全体的には難解で作者が何者だか解らない感じである。地獄の使者?死刑囚?わりとわかりやすかったところを一部紹介する。

《『お利口な方々』はキリストと一緒に生まれなすった。それというのも俺たちが霧でも耕しているからではないのか。俺たちは俺たちの水気の多い野菜と一緒に熱を啖っている。

そして酒びたりだ、煙草だ、無智だ、献身だ。ーー何もかもが、原始の国、東洋の思想と叡智とからは結構遠くにあるではないか。こんな毒物ばかりが製造されて何が近代だ。

『教会』の人々は言うだろう、「解っている。だが、あなたのおっしゃるのはエデンの事だろう。東洋人たちの歴史にはあなたのお為になるものはない」ーー 違いない、俺の夢見たものはエデンの園だ。いったい俺の夢にとって古代民族のあの純潔が何を意味する。

今度は哲学者だ。「世界は若くもなければ年寄りでもない、人間が単に場所を変えるだけだ。あなたは西洋にいるが、あなたがあなたの東洋に住むのは御自由だ、どんなに古いところを望もうと、ーーそこに手際よく住もうと、御自由だ。負けてはいけない。」哲学者、君らは君らで西洋種だ。

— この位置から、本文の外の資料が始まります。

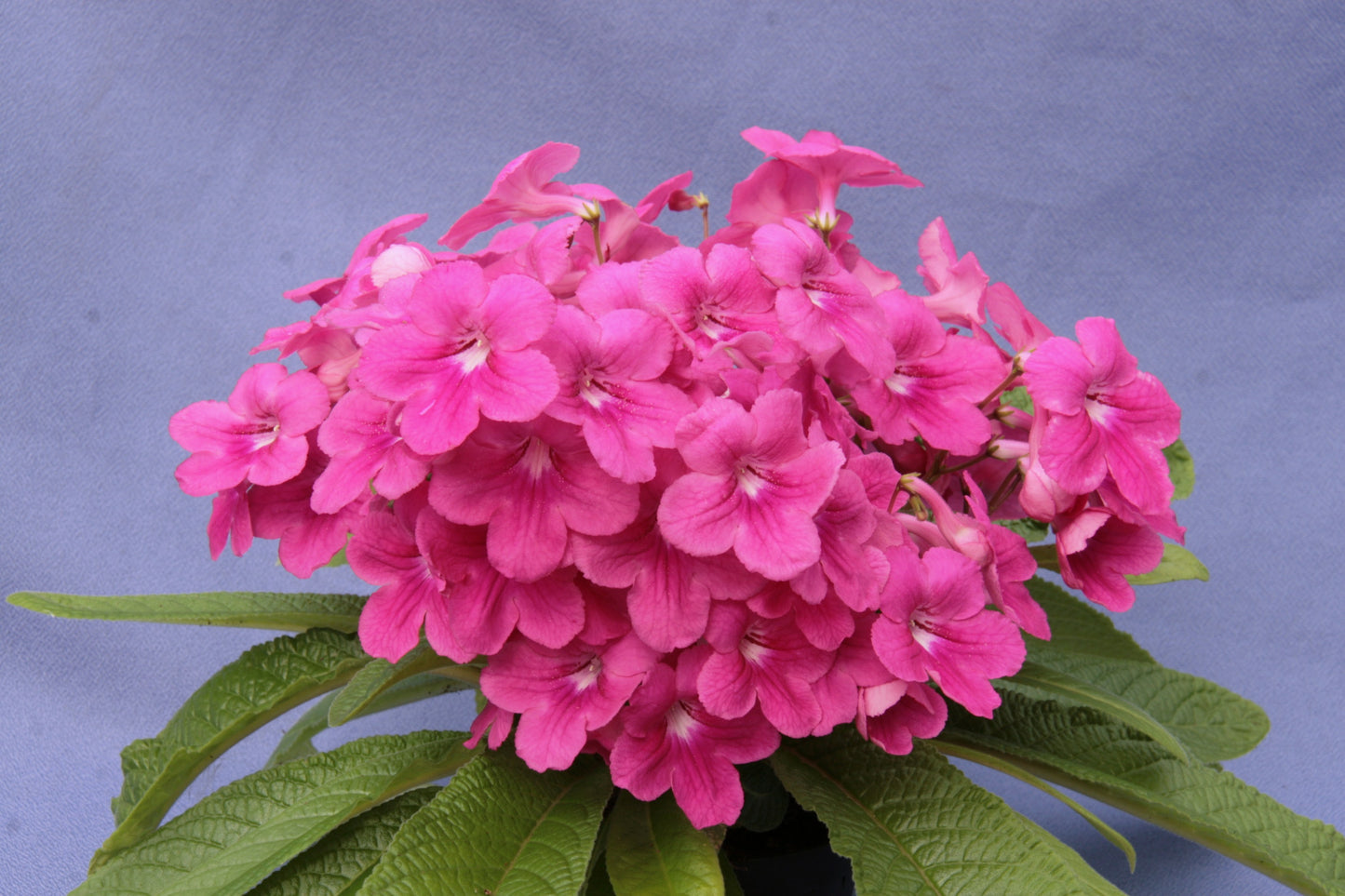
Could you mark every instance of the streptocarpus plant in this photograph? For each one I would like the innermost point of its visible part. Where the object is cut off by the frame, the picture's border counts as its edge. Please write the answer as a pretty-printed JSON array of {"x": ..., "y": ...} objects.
[{"x": 686, "y": 515}]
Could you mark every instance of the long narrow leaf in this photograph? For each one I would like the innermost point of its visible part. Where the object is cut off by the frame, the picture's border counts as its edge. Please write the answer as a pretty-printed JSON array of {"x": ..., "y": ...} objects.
[
  {"x": 499, "y": 827},
  {"x": 378, "y": 675},
  {"x": 1094, "y": 755},
  {"x": 238, "y": 609},
  {"x": 299, "y": 740},
  {"x": 265, "y": 682},
  {"x": 989, "y": 760},
  {"x": 916, "y": 825},
  {"x": 232, "y": 839}
]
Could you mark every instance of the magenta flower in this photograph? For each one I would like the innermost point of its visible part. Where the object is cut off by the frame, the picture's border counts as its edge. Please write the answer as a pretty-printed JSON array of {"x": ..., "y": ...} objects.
[
  {"x": 257, "y": 435},
  {"x": 531, "y": 485},
  {"x": 821, "y": 304},
  {"x": 765, "y": 662},
  {"x": 667, "y": 739},
  {"x": 1099, "y": 413},
  {"x": 561, "y": 694},
  {"x": 360, "y": 437},
  {"x": 464, "y": 354},
  {"x": 935, "y": 626},
  {"x": 608, "y": 371},
  {"x": 668, "y": 591},
  {"x": 755, "y": 485},
  {"x": 957, "y": 286},
  {"x": 935, "y": 383},
  {"x": 525, "y": 192}
]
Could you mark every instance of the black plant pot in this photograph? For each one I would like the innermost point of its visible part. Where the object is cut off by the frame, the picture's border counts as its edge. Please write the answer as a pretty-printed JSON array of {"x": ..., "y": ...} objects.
[{"x": 792, "y": 859}]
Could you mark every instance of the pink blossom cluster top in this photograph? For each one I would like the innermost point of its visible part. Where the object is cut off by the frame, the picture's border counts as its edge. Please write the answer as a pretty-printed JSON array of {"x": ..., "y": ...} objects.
[{"x": 677, "y": 502}]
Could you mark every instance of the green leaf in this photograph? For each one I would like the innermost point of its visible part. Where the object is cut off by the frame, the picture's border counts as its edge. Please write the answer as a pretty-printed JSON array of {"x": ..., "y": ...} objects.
[
  {"x": 374, "y": 678},
  {"x": 232, "y": 839},
  {"x": 299, "y": 740},
  {"x": 338, "y": 864},
  {"x": 1177, "y": 564},
  {"x": 1181, "y": 470},
  {"x": 653, "y": 850},
  {"x": 1083, "y": 693},
  {"x": 1211, "y": 721},
  {"x": 499, "y": 827},
  {"x": 1078, "y": 627},
  {"x": 1094, "y": 755},
  {"x": 1029, "y": 528},
  {"x": 266, "y": 681},
  {"x": 237, "y": 609},
  {"x": 1005, "y": 767},
  {"x": 916, "y": 825}
]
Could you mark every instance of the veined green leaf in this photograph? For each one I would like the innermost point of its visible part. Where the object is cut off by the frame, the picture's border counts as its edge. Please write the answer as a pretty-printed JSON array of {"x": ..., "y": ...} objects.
[
  {"x": 916, "y": 825},
  {"x": 232, "y": 839},
  {"x": 298, "y": 740},
  {"x": 1181, "y": 470},
  {"x": 1111, "y": 835},
  {"x": 1211, "y": 721},
  {"x": 1078, "y": 627},
  {"x": 1094, "y": 755},
  {"x": 338, "y": 864},
  {"x": 1084, "y": 693},
  {"x": 238, "y": 609},
  {"x": 499, "y": 827},
  {"x": 265, "y": 682},
  {"x": 378, "y": 675},
  {"x": 653, "y": 850},
  {"x": 1177, "y": 564}
]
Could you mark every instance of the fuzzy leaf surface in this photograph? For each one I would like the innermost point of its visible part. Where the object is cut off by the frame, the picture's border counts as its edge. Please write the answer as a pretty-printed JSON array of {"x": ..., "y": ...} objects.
[
  {"x": 1181, "y": 470},
  {"x": 1211, "y": 721},
  {"x": 499, "y": 827},
  {"x": 263, "y": 682},
  {"x": 918, "y": 825},
  {"x": 1094, "y": 755},
  {"x": 232, "y": 839},
  {"x": 338, "y": 864},
  {"x": 653, "y": 850},
  {"x": 277, "y": 611}
]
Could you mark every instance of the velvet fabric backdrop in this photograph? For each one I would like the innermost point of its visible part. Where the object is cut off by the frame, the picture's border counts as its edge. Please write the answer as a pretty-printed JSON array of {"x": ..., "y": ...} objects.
[{"x": 169, "y": 168}]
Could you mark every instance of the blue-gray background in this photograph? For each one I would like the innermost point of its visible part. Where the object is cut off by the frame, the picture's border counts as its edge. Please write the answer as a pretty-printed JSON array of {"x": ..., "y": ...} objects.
[{"x": 167, "y": 169}]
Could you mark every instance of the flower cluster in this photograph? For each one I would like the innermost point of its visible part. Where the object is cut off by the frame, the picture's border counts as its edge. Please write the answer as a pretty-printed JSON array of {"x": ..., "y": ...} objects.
[{"x": 677, "y": 502}]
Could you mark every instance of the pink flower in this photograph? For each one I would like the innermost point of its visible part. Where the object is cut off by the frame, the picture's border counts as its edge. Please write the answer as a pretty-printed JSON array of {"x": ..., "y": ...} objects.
[
  {"x": 755, "y": 485},
  {"x": 935, "y": 626},
  {"x": 608, "y": 370},
  {"x": 935, "y": 383},
  {"x": 831, "y": 163},
  {"x": 531, "y": 485},
  {"x": 259, "y": 435},
  {"x": 464, "y": 354},
  {"x": 1099, "y": 413},
  {"x": 957, "y": 286},
  {"x": 525, "y": 192},
  {"x": 667, "y": 739},
  {"x": 821, "y": 304},
  {"x": 561, "y": 694}
]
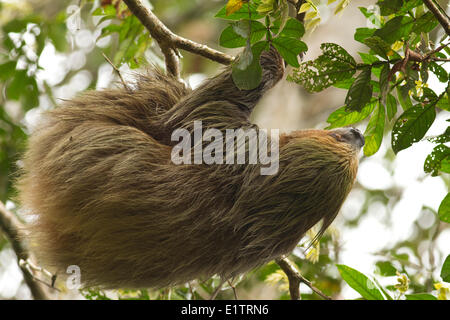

俺の精神よ、気をつけろ。過激な救いにくみするな、鍛錬を積むことだ。ーーああ、科学は俺たちの眼にはまだるっこい。》

これだと毒舌を吐く批評家であるが、当時の社会の雰囲気がなんとか読み取れるだろう。面白かったのは小林秀雄による解説文である。ランボオの家族宛の書簡がある。

《寒かろうが暑かろうが、涼しかろうが乾いていようが、この辺の気候にはもう慣れてしまったから、熱病や風土病にかかる心配もない。だが、こんな馬鹿げた商売をして、蛮人や白痴とばかり付き合ってると、日に日に老け込んで行くような気がします。今、此処で生活の糧を得ている以上、また、アデンにいようが他所に行こうが、人間誰しも惨めな宿命の奴隷であってみれば、他所に行くよりアデンにいた方が増しだ。あなた方も同意なさるでしょう。他に行ったら、僕を知る人もなし、もうすっかり忘れられた僕は、新規にやり直さなくてはならないでしょうからね。だから、ここで食える以上、僕はここにいるべきだ、ここにいるべきではないか、静かに暮らせるだけのものが手に入らぬ限りは、ところで、暮らせるだけのものは、決して手に入るまい、僕は静かに生きも死にもしまい、これほど確かなことはありますまい。要するに、回教徒が言う「世の定め 」だ。これが人生です。人生は茶番ではない。(1884年9月10日)》

《人生は辛い辛いといつも繰り返してるるような連中は、この辺に来て、しばらく暮らしてみるがいいのだ。哲学を学ぶためにね(1886年1月)》

このときランボオはタジュラーで隊商を編成し、アビシニヤの奥地に行こうとしていた。もしランボオが長生きしていれば奥地紀行などものにしていたかもしれないのだ。